Wouldn't it be a good idea to qualify exactly what *kinds* of breakage
you're talking about here?

At any given time, there are a large number of packages in unstable that
contain RC bugs that keep them (or particular versions of them) out of
testing.  Some of these are reported in the BTS, and some of them aren't.
You can use apt-listbugs to tell you about the first class of these bugs
before you install the package, and the second class of bugs are normally
those that prevent a package's dependencies from being installable *at all*,
but these are both still issues that the user of unstable should be aware of
and willing to accept.

Furthermore, the fact that maintainers upload directly to unstable means
that bugs there *can* be fixed within a couple of days; it does not ensure
that they *are* fixed that quickly.  Feel free to check the BTS for evidence
of packages with longstanding RC bugs in unstable.

> But there are times when tracking testing would be beneficial as opposed 
> to unstable. One such situation occurred to me due to the gcc transition 
> from gcc3 to gcc4. I was trying to install labplot package on a machine 
> tracking unstable and it could not be installed in unstable as some of 
> its dependencies have undergone gcc4 transition and some have not.
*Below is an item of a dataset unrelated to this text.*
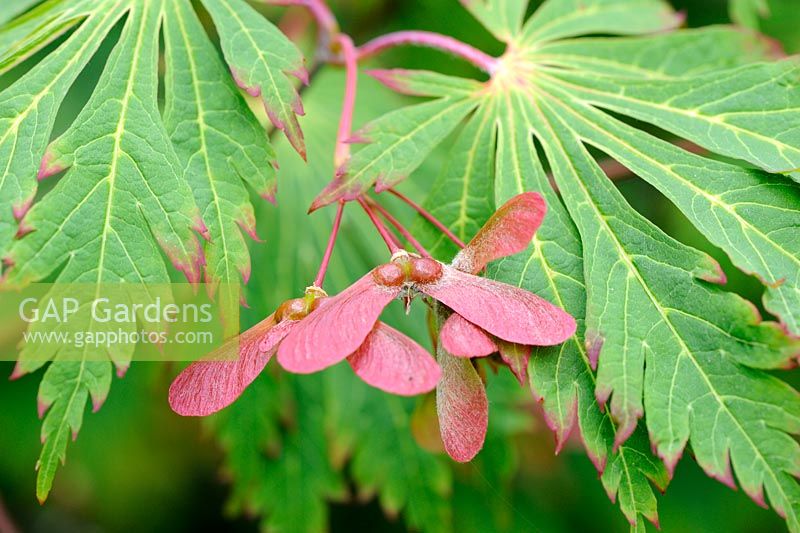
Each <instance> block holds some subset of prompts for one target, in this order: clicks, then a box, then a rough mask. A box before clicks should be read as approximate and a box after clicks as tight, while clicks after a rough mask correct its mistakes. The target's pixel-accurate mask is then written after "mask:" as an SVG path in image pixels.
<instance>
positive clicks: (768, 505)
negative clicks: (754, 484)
mask: <svg viewBox="0 0 800 533" xmlns="http://www.w3.org/2000/svg"><path fill="white" fill-rule="evenodd" d="M742 488H743V489H744V492H745V494H747V495H748V496H750V499H751V500H753V501H754V502H755V504H756V505H758V506H759V507H761V508H763V509H769V505H767V502H766V500H765V499H764V485H761V484H759V485H757V486H755V487H746V486H744V485H742Z"/></svg>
But 
> the package in testing is installable on a testing machine as the gcc4 
> transitioned packages have not "trickled down" to testing.

Yes, this kind of situation happens to some subset of packages in unstable
*constantly*, unless there is a freeze in progress.

Steve Langasek                   Give me a lever long enough and a Free OS
Debian Developer                   to set it on, and I can move the world.